Exercises and supplemental reading lists challenge authors to push their work into self-aware and surprising territory.

In addition, Architectures of Possibility features something entirely lacking in most books about creative writing: more than 40 interviews with contemporary innovative authors, editors, and publishers (including Robert Coover, Lydia Davis, Brian Evenson, Shelley Jackson, Ben Marcus, Carole Maso, Scott McCloud, Steve Tomasula, Deb Olin Unferth, Joe Wenderoth, and Lidia Yuknavitch) working in diverse media, providing significant insights into the multifaceted worlds of experimental authors' writing.

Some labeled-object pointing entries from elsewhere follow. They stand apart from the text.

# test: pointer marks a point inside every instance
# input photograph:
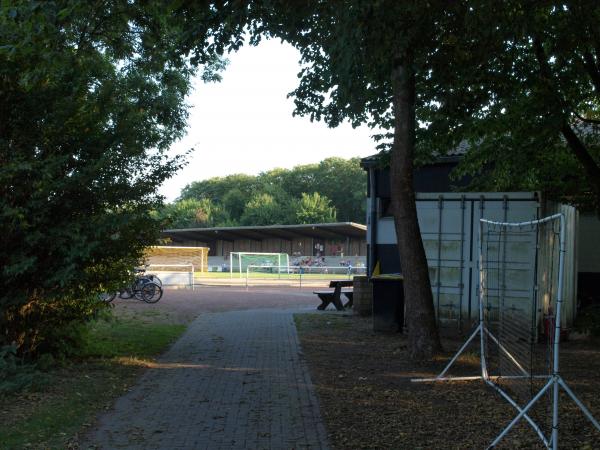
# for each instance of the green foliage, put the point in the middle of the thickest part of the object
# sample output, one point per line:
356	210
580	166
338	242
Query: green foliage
15	375
314	208
274	196
264	209
191	213
91	98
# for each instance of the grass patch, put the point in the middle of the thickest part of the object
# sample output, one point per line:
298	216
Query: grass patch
66	404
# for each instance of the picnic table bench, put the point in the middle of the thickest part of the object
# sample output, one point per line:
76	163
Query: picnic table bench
339	287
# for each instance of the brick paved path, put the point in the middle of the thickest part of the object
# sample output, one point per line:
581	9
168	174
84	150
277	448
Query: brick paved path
234	380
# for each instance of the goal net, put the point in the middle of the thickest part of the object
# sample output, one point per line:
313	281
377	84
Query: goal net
296	275
176	265
270	262
521	269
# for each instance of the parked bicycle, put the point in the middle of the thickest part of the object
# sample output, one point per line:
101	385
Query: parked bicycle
147	288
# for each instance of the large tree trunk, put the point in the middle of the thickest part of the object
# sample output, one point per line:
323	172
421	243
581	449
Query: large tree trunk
423	335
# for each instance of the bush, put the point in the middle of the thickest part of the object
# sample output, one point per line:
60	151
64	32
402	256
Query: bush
54	327
15	375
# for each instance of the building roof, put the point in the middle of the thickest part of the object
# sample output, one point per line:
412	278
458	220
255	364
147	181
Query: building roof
338	230
451	156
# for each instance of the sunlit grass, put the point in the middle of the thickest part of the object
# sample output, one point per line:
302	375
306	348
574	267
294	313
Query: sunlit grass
113	356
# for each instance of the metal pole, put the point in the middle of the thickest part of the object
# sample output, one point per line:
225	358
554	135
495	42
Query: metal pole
557	326
484	372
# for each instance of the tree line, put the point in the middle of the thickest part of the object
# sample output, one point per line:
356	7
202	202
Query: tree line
332	190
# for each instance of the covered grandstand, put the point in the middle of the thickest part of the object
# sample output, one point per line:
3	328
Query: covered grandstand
334	241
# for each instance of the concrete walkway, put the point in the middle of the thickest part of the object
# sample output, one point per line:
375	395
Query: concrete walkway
235	380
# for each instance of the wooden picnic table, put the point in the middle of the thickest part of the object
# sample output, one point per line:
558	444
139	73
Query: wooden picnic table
339	287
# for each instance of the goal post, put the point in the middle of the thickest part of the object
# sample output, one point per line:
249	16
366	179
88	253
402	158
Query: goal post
521	269
177	265
239	261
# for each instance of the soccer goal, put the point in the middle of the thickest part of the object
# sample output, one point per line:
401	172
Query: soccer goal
521	269
268	262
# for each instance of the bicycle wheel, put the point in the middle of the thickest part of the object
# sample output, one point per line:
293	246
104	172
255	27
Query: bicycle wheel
151	292
139	284
126	293
106	297
155	279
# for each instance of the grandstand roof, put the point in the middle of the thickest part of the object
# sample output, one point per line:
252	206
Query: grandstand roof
338	230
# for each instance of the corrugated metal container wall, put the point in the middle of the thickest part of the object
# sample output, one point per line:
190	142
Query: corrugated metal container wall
548	259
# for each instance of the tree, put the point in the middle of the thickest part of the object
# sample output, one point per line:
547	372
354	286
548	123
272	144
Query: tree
529	110
314	208
342	181
361	62
234	202
263	209
191	213
91	100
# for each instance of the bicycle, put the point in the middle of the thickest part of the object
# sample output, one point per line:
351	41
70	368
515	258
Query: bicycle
143	287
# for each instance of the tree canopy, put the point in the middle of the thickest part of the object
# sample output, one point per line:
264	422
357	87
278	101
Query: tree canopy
334	189
91	100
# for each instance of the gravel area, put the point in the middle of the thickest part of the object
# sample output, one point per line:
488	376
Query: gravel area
184	305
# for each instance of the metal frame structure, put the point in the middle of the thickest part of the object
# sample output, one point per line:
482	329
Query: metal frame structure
554	381
279	255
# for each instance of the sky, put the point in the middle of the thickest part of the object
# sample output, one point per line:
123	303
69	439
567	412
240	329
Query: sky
244	123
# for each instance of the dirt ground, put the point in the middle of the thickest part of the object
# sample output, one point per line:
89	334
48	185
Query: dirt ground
184	305
368	401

Lance Olsen is author of more than 20 books of and about innovative writing, including the novelsCalendar of Regrets, Head in Flames, and Nietzsche’s Kisses. His short stories, essays, poems, and reviews have appeared in hundreds of journals and anthologies, such as Conjunctions, Black Warrior Review, Fiction International, Village Voice, BOMB, McSweeney’s, and Best American Non-Required Reading. He serves as chair of FC2’s Board of Directors and teaches experimental narrative theory and practice at the University of Utah.

Collaborator Trevor Dodge is author of the novel Yellow #10 and short-fiction collection Everyone I know Lives on Roads, as well as co-editor of the Northwest Edge anthologies of experimental narrative. He teaches writing, literature, comics, and games studies at Clackamas Community College in Oregon Cityand the Pacific Northwest College of Art in Portland."

Codename PRague for $0.99

For a limited time, my latest novel, Codename Prague, the second installment in the scikungfi trilogy, is available on Kindle for 99 cents.

The Dream People #36

The latest issue of The Dream People is now available at www.dreampeople.org. Included are fictions by Lofton Gitt, Cat Rambo, A. J. French, Van Aaron Hughes and Rich Ives; novel excerpts by Paul Toth and Michael Gills; stories from the new Monk Punk anthology by David J. West and George Ivanoff; an interview with Joe R. Lansdale; and book reviews by Emory Pueschel. And, of course, the featured website: Kung Fu! Thanks to all of our contributors.